Let's put an end to this madness: death to daylight savings | Jack Marshall's column
Your microwave probably didn’t get the memo, but your phone will have done. Your analog watch will need changing, but your TV will be fine. Your car could go either way.
That’s right, the clocks have gone forwards and British Summer Time is upon us. For a weird period, you won’t be able to trust the concept of time, forced to double-check the oven against your watch and triple-check with your phone, just to be sure.
Daylight savings is an inherently silly thing. For some reason, I had it in my head that we go through the whole rigmarole for farmers, but a cursory Google reveals that - like so many things on our charming little sceptred isle - is an unhappy hangover from the war.
Basically, in 1916, BST became a thing to save fuel for the war effort by reducing the need for lighting in the evenings. Fair enough.
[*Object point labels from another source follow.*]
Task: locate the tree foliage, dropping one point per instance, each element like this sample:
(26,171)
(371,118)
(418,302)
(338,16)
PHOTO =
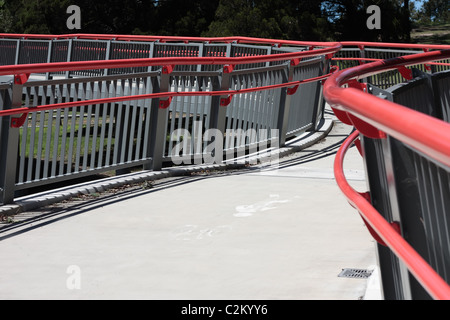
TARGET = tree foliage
(282,19)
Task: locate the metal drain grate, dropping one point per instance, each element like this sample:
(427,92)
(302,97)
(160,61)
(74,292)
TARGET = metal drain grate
(355,273)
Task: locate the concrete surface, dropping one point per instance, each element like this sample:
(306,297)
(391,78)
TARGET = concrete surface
(262,233)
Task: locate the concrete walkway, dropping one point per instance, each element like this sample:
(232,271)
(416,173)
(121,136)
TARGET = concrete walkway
(259,233)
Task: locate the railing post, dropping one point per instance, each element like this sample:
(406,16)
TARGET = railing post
(69,56)
(158,116)
(285,104)
(10,141)
(319,103)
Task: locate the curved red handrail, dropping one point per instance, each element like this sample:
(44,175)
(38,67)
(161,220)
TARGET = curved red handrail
(55,106)
(428,277)
(422,132)
(127,63)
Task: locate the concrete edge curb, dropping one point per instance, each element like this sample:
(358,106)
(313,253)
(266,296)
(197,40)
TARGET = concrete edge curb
(39,200)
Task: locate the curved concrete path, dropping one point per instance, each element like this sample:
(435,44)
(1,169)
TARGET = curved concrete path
(261,233)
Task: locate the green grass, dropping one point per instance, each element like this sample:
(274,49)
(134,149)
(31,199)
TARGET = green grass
(32,147)
(431,34)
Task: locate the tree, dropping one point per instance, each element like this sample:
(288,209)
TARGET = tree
(436,11)
(349,20)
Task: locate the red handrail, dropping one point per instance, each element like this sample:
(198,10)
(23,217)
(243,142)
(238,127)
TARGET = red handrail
(18,111)
(422,132)
(127,63)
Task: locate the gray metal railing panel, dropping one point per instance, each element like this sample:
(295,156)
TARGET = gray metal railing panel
(415,188)
(8,51)
(64,144)
(301,115)
(58,143)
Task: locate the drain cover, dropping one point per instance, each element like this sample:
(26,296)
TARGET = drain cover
(355,273)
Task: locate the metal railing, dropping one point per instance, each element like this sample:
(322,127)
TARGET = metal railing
(109,102)
(96,105)
(407,155)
Standardising time was in-vogue back then: we’d already established Greenwich Mean Time in 1880 for the sake of railway timetables and so that, 140 years later, trains can be reliably late as opposed to properly all over the place.
Why do we still do daylight savings now, though? The original reason is null and void: we still use about a million screens even when the evenings are longer, so we ain’t halting the climate crisis with daylight savings.
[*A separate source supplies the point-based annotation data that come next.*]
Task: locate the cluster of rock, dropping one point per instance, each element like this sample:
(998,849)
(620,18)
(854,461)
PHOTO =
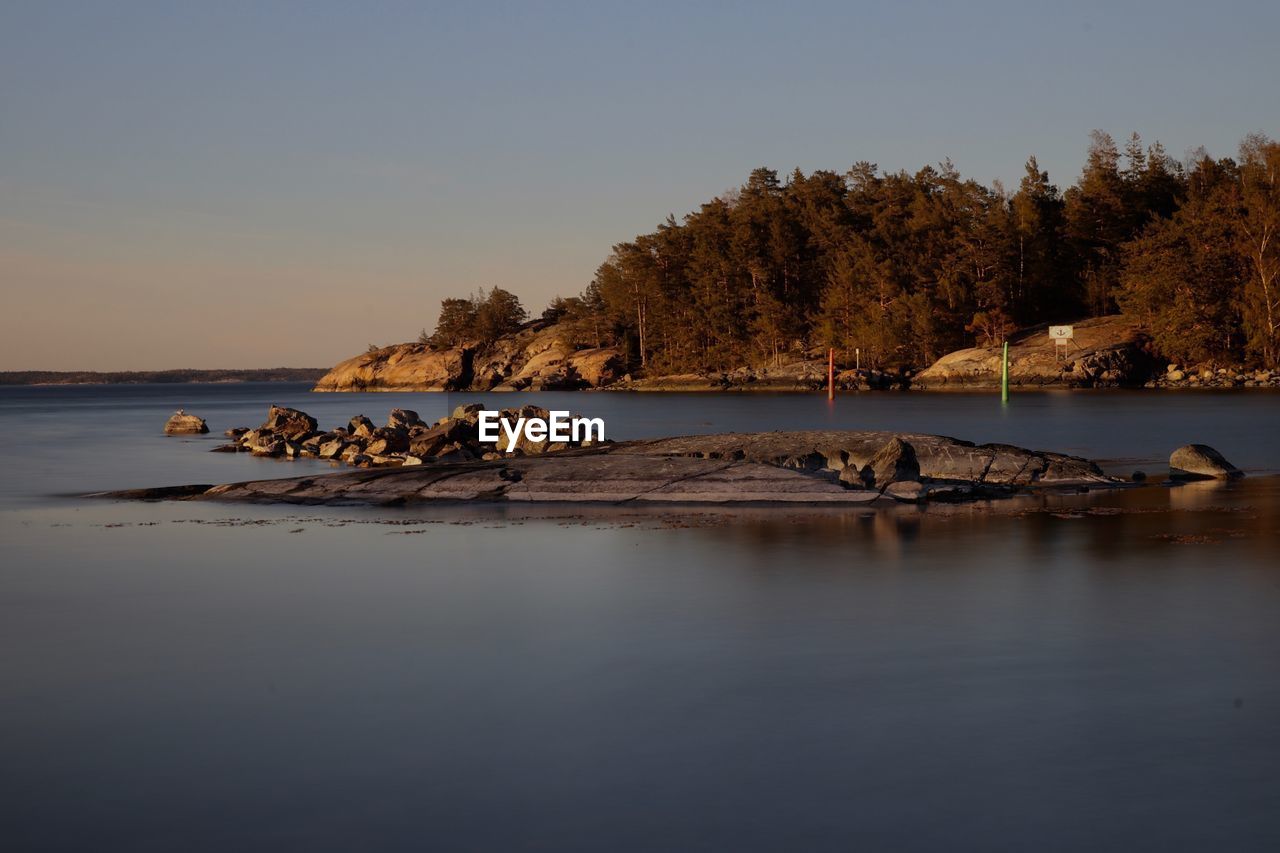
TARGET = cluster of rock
(1206,377)
(821,466)
(538,357)
(411,461)
(406,439)
(183,424)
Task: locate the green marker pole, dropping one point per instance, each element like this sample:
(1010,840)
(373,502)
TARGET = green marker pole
(1004,375)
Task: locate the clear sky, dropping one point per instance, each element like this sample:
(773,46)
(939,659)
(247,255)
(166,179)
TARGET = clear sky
(234,185)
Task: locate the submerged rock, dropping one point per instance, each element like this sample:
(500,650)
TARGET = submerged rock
(183,424)
(288,423)
(1201,463)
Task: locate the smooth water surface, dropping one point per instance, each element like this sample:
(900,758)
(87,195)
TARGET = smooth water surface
(1096,671)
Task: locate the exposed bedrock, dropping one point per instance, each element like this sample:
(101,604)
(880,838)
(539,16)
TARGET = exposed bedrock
(818,466)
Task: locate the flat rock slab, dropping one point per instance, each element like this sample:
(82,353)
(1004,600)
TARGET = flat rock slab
(750,468)
(941,459)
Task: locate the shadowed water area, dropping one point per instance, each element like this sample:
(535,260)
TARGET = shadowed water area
(1047,673)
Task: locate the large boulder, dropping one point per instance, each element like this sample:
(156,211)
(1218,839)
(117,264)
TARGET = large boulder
(289,423)
(1201,463)
(894,463)
(405,419)
(181,423)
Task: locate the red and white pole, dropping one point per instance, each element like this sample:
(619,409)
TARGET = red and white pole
(831,373)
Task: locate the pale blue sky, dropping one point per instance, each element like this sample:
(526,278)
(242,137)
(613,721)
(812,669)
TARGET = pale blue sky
(282,183)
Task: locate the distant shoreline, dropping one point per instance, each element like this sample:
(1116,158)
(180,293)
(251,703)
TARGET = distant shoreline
(31,378)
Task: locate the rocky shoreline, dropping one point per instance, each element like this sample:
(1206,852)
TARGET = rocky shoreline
(410,461)
(1106,352)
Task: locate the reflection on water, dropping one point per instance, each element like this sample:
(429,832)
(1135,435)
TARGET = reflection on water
(1063,673)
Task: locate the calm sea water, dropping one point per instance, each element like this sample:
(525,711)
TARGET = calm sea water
(1095,671)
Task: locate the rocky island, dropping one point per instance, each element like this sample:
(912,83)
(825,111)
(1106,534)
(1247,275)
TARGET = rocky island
(410,461)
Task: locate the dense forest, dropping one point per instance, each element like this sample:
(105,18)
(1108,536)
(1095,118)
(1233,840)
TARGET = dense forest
(909,267)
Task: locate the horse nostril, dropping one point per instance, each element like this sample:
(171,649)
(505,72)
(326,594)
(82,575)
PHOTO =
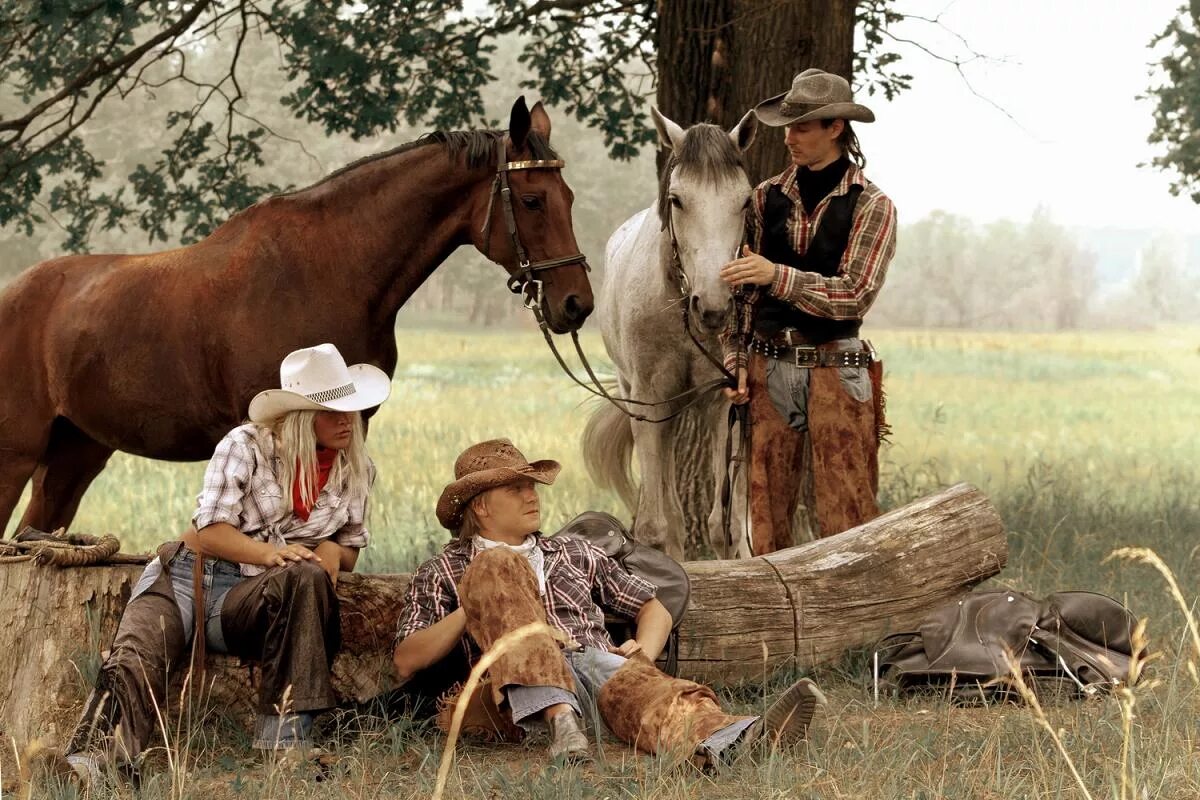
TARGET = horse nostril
(573,307)
(713,319)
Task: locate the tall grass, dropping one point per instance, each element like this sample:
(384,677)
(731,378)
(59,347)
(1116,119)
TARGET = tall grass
(1085,443)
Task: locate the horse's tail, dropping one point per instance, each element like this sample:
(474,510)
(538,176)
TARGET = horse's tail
(609,451)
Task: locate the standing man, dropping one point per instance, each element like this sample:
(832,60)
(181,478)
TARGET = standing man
(820,239)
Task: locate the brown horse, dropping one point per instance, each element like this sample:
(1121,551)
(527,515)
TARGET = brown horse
(159,355)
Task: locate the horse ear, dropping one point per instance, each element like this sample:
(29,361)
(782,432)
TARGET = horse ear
(540,120)
(743,132)
(519,124)
(670,134)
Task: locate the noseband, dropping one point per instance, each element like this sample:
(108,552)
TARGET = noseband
(523,278)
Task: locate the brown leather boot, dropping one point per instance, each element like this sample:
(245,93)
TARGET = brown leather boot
(568,743)
(787,721)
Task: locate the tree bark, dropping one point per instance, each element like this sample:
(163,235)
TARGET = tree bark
(803,606)
(718,60)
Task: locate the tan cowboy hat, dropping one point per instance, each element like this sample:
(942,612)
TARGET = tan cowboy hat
(486,465)
(317,379)
(815,95)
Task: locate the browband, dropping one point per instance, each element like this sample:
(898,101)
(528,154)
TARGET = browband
(531,164)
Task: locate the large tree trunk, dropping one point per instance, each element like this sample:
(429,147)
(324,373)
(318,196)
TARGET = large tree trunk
(803,606)
(718,59)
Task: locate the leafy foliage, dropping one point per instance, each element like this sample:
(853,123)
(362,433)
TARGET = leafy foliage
(1177,101)
(357,68)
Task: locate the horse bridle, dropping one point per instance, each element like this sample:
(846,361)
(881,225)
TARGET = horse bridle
(522,281)
(526,283)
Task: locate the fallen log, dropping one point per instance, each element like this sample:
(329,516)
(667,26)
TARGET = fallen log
(804,606)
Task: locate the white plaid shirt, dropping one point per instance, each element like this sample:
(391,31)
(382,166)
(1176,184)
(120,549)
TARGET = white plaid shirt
(241,487)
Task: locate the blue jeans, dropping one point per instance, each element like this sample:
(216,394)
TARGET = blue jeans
(592,669)
(271,732)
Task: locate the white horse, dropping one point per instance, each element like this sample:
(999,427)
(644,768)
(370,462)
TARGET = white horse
(703,194)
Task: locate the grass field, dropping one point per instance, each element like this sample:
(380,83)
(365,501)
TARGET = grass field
(1085,443)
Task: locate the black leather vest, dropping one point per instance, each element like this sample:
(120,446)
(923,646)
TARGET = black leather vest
(823,257)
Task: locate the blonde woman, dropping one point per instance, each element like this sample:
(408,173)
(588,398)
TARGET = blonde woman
(281,513)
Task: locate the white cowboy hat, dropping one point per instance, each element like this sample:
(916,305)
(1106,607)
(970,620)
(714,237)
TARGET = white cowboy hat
(815,95)
(317,379)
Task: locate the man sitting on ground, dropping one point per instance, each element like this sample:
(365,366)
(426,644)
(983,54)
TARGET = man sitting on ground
(501,573)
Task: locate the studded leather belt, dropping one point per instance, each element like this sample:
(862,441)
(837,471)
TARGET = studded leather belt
(810,356)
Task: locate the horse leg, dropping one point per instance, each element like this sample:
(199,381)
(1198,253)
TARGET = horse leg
(23,438)
(659,519)
(71,462)
(736,541)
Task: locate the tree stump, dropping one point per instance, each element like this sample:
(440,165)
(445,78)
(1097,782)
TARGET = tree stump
(803,606)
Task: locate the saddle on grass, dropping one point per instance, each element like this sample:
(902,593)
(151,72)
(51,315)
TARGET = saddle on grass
(673,588)
(1068,645)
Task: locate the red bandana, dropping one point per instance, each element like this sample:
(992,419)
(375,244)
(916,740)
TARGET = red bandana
(325,458)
And, each time the clocks change, it feels like we’re exacerbating what nature is already doing to our own detriment.
As the days close in and the mercury falters, descending limply alongside the yellowing leaves, we sacrifice an hour of precious daylight. Then, just as we begin to blow away the cobwebs of winter and the days start to thaw, we cull an hour in bed for extra-long already-long days.
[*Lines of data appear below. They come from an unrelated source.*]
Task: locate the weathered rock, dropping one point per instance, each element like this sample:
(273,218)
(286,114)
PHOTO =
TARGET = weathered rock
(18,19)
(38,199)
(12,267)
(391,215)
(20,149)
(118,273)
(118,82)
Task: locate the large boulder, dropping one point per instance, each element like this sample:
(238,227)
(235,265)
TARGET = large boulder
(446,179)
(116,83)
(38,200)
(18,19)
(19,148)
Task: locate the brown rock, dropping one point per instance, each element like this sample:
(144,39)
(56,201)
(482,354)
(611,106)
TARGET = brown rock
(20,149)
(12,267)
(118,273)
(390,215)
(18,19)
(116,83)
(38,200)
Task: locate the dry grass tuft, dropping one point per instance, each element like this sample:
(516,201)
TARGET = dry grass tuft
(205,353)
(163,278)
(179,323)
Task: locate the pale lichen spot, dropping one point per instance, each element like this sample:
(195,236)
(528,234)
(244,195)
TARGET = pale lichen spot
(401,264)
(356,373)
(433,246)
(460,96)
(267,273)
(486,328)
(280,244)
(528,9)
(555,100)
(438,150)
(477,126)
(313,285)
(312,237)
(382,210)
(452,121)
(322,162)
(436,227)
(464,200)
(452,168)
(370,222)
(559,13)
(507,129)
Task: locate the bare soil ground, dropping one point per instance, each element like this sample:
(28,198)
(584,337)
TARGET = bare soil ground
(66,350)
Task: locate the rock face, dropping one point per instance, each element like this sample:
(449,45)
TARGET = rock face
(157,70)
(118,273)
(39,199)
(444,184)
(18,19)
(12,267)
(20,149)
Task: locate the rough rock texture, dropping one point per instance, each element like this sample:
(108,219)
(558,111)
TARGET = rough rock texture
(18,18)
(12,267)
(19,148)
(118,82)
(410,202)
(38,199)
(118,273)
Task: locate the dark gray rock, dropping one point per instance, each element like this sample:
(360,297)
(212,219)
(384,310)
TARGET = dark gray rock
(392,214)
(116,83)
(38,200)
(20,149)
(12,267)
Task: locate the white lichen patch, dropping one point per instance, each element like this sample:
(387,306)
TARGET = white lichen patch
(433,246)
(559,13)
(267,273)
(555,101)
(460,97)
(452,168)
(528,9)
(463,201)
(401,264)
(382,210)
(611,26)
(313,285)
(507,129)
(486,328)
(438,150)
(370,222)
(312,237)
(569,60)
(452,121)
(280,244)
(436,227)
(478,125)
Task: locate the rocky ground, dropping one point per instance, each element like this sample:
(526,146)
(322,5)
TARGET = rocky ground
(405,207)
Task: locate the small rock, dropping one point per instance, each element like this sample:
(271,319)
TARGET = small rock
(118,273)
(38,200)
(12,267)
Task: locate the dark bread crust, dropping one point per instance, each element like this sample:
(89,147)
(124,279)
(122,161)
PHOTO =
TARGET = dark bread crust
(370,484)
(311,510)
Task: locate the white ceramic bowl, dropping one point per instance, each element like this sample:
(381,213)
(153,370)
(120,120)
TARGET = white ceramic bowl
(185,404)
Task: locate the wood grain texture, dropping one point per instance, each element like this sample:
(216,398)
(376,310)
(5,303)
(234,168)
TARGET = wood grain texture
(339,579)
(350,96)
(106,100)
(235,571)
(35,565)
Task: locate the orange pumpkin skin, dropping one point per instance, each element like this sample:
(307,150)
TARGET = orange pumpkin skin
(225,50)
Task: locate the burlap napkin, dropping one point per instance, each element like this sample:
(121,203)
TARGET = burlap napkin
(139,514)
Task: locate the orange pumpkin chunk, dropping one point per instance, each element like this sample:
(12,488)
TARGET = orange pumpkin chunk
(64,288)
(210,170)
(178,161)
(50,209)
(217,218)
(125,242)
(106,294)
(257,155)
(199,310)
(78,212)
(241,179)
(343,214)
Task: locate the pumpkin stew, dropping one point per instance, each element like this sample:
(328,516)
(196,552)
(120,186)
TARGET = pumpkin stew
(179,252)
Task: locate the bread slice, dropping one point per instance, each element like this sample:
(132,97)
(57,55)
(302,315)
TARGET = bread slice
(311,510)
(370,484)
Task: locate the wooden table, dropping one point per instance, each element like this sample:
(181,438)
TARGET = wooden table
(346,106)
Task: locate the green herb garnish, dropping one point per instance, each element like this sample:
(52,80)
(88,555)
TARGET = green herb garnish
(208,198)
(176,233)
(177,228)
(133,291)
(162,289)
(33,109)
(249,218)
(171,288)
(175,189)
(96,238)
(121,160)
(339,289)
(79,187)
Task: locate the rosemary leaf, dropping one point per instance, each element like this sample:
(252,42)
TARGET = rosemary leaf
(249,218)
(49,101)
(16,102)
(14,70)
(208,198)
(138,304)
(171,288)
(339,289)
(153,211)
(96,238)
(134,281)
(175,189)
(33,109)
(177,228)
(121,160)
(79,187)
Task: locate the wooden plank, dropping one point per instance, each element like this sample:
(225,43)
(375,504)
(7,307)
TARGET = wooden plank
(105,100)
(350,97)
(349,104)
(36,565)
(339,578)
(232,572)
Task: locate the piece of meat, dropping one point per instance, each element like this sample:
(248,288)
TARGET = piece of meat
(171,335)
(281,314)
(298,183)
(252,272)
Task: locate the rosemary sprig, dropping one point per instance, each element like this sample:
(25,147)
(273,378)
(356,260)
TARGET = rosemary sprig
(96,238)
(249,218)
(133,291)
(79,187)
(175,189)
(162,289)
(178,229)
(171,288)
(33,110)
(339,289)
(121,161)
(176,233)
In winter, the evenings already come too early, so what do we do? Bring them forward an hour so we can all go to bed at 4.30pm. In Spring, the evenings are lengthening; they don’t need supplementing at all, but we roid them up good and proper so we can have 11pm sunsets.
Beyond being silly, daylight savings are also killing us and costing us money.
The alteration to our circadian rhythm (don’t mess with the rhythm, people) causes an increase in heart attacks, traffic collisions, workplace accidents, miscarriages, suicides, and bouts of depression, whilst a dip in productivity also hits us in the wallet.
Let’s put an end to this madness. Death to daylight savings.